The ideal approach is usually a combination. Immerse in Zone 1 immediately: start using AI tools in your daily work and learn by doing. Simultaneously, apply deliberate practice to whichever Zone 2 or Zone 3 skills your role requires, studying the underlying concepts systematically rather than just absorbing them through exposure.

The Daemon Problem

There is a specific challenge with AI upskilling that the daemon concept helps explain. A daemon, in the Tempo Book sense, is a background process that runs automatically, freeing up conscious attention for other things. When you learn to drive a car, the individual skills eventually become daemons: checking mirrors, maintaining lane position, adjusting speed. They happen without conscious thought.

AI tools create a new category of daemon risk. When you use an AI tool regularly, you develop habits around it. The prompting patterns, the workflow integration, the evaluation shortcuts. These habits are useful, but they also become rigid. When the tool changes, which AI tools do frequently, the daemon is suddenly wrong. The prompt patterns that worked last month produce different results this month. The workflow that was efficient is now fighting against updated behavior.

This means AI upskilling is not a one-time investment. It is an ongoing practice of periodically re-examining your daemons and updating them. The person who learned to use a language model effectively in 2024 and has not revisited their approach is probably using outdated patterns that a 2026 model handles differently.

What to Learn This Quarter

Given the breadth of the landscape, here is a concrete prioritization for most knowledge workers in 2026.

First: learn to evaluate AI output critically. This is the meta-skill that makes all other AI skills more valuable. It involves understanding the kinds of errors AI systems make, developing the habit of checking factual claims, and building intuition for when output "sounds right" but is actually wrong. This skill transfers across every AI tool you will ever use.

Second: learn your primary tool deeply. Rather than sampling every new AI product, pick the one most relevant to your work and learn it thoroughly. Understand its strengths, its failure modes, its advanced features, and its limitations. Depth in one tool teaches you more about AI capability in general than shallow exposure to ten tools.

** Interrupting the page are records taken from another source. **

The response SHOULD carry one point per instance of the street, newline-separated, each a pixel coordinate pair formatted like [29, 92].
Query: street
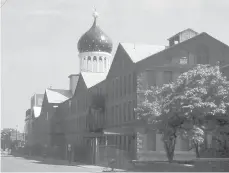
[19, 164]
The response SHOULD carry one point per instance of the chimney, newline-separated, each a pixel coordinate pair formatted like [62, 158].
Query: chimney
[73, 80]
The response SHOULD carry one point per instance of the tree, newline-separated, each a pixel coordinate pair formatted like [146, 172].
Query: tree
[182, 106]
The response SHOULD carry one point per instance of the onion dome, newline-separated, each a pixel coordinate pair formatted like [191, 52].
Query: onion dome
[95, 40]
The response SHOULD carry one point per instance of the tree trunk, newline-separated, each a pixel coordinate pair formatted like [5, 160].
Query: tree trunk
[170, 147]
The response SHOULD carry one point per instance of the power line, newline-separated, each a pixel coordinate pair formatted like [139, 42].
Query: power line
[4, 3]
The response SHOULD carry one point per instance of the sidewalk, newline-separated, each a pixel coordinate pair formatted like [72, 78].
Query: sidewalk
[53, 161]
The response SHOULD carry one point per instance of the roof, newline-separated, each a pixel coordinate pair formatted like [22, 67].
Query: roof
[189, 29]
[92, 79]
[37, 111]
[57, 95]
[137, 52]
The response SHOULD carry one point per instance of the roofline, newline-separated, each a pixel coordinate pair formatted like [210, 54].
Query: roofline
[181, 32]
[174, 46]
[73, 75]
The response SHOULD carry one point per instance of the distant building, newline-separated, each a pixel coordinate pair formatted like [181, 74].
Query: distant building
[31, 115]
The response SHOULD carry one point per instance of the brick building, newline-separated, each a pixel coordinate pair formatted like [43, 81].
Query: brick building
[99, 108]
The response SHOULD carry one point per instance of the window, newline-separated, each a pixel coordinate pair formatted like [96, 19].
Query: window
[134, 83]
[116, 85]
[94, 64]
[120, 88]
[105, 64]
[113, 90]
[129, 84]
[184, 60]
[124, 112]
[117, 115]
[124, 87]
[112, 115]
[100, 64]
[89, 64]
[129, 110]
[134, 106]
[120, 113]
[168, 76]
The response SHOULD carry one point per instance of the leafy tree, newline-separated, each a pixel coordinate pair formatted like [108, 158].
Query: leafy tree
[182, 106]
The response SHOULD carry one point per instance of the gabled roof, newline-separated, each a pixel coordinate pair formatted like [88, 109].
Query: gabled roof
[92, 79]
[189, 29]
[57, 95]
[137, 52]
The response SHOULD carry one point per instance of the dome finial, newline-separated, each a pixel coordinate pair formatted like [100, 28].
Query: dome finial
[95, 15]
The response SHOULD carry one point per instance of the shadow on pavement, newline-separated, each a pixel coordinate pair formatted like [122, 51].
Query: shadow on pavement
[47, 160]
[181, 167]
[202, 166]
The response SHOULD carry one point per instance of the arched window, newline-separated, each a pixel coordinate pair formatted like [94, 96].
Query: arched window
[100, 64]
[89, 64]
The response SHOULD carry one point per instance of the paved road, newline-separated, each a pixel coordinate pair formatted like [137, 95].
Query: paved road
[19, 164]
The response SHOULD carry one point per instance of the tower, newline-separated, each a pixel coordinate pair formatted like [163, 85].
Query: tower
[95, 49]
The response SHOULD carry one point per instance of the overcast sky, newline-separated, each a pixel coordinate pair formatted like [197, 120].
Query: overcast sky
[39, 38]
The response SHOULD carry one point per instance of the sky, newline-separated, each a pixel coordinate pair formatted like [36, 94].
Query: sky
[39, 38]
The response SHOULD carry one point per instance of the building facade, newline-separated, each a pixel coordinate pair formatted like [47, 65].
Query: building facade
[99, 108]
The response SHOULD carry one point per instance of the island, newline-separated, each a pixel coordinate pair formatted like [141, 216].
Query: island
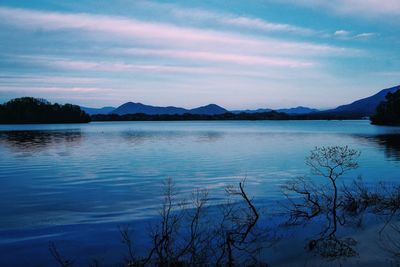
[29, 110]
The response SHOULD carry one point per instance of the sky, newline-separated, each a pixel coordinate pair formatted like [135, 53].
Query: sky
[238, 54]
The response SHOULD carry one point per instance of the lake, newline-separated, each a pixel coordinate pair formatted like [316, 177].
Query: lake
[75, 183]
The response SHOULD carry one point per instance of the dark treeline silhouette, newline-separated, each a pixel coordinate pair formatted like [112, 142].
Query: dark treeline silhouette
[32, 110]
[272, 115]
[388, 112]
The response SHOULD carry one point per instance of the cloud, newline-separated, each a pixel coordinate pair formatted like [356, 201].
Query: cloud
[366, 35]
[359, 8]
[232, 20]
[197, 56]
[161, 34]
[342, 33]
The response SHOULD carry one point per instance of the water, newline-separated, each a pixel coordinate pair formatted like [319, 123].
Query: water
[75, 183]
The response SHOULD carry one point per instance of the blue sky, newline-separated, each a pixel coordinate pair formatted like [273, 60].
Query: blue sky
[239, 54]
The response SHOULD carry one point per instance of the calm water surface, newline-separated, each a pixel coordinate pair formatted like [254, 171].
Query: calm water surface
[70, 182]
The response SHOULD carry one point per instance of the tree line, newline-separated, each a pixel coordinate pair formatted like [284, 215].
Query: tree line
[32, 110]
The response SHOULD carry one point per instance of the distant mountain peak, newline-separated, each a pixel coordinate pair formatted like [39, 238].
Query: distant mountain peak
[362, 107]
[132, 108]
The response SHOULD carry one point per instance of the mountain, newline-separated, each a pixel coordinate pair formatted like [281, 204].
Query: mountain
[363, 107]
[211, 109]
[260, 110]
[297, 110]
[133, 108]
[93, 111]
[291, 111]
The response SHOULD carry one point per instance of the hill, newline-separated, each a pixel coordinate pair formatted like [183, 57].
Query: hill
[93, 111]
[135, 108]
[363, 107]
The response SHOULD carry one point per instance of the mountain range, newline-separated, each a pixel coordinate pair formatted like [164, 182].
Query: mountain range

Third: learn the concepts behind the tools. This does not mean learning neural network architecture. It means understanding what training data is, what context windows are, what temperature settings do, why AI systems hallucinate, and how different model types are suited to different tasks. This conceptual foundation lets you evaluate new tools rapidly when they appear.

Fourth: build a personal testing protocol. Develop a small set of tasks where you know what good output looks like, and use them to evaluate any new AI tool or model update. This gives you an objective baseline that protects against both hype and premature dismissal.

The Tempo of Capability Change

The final consideration is tempo. AI capabilities are changing faster than most professionals can absorb, which means the skill of learning efficiently is itself a high-value skill. Do not try to stay current with everything. Instead, build the foundations that let you evaluate and adopt new capabilities quickly when they become relevant to your work.

The learning curve for AI skills looks different from traditional learning curves because the subject matter keeps shifting. The plateau phases that characterize normal skill development are interrupted by tool updates that change the terrain. This can be disorienting, but it also means that learning to learn in this domain, developing the meta-skill of rapid adaptation, is disproportionately valuable.

Prioritize ruthlessly. Learn deeply rather than broadly. Update your daemons regularly. And accept that in a landscape that changes this quickly, being a perpetual beginner in some areas is not a sign of failure. It is the natural state of anyone paying honest attention to the pace of change.